The big mall in my area is named Gurnee Mills. When this eyesore was designed, it was supposed to fit into the landscape of the area, which some fucktard thought was a farming community, even though it hasn't been that for 50 years. So, it was meant to look like a bunch of farm outbuildings kind of fused together. The resulting structure was horrifying, but fit right in with other trashy venues in the immediate area like a rip-off water park and Six Flags.
The place was an immediate success when it opened 15 years ago, and I can remember Jan and I being pushed around by the crowds inside during it's opening week. We hadn't been there for a while, and I wasn't very surprised to see what had happened to it.
It's dying.
At least a quarter of the stores inside are shuttered. And while the stores are closed, they've been replaced by trashy kiosks cluttering the corridors selling anything from t-shirts to oily cake-like substances. And the kiosks are doubly annoying because their occupants aren't satisfied to just sit by their cheap-shit wares. They roam outside of them and shout at you like carnival barkers on the midway, trying to lure you over to look at their crap.
The stores that are left open sell a bizarre range of products. One store has nothing but polished rocks. And at the other end of the spectrum is a place called Neiman Marcus Last Stop, where I guess all top end designer clothes go to die. We went in on a whim and saw a woman's jacket marked down from $4,500 to the low-low price of only $1,750. Judging by the women we saw "shopping" in this store, the new look for all high society dames is rubber flip-flops, baggy shorts, tank tops with bra straps showing and to top off the look, their hair pulled back in a greasy pony tail.
Over the last several years, articles on the subject have indicated that indoor malls are losing popularity at an exponential rate, and will eventually crumble back into the farmland or swamps on which they were originally built. Judging by Gurnee Mills, I can believe this, yet malls are still being built. Including this hideous monstrosity in the Meadowlands of New Jersey, named Xanadu.

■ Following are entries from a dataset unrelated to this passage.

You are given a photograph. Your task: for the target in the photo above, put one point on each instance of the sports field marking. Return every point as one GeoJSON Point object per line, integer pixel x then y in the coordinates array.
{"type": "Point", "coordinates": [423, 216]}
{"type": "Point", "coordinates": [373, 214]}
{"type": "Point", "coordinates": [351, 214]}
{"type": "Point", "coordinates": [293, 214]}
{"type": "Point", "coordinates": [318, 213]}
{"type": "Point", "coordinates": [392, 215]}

As far as I'm concerned, I'm about "malled" out. But I'll have to admit that I'll probably visit ours again, simply because I can't get enough of that fish tank at Bass Pro Shops.
The mall here is going bankrupt after a total remodel that I'm sure cost a fortune. Our area (Columbia County-- the suburbs of Augusta, Ga) is growing exponentially, but leaving lots of closed down shopping centers in it's shadow. My husband calls it urban sprawl and hates it-- it doesn't seem like progress to build so many shopping centers only to close them down after a few years to move to the next hot location.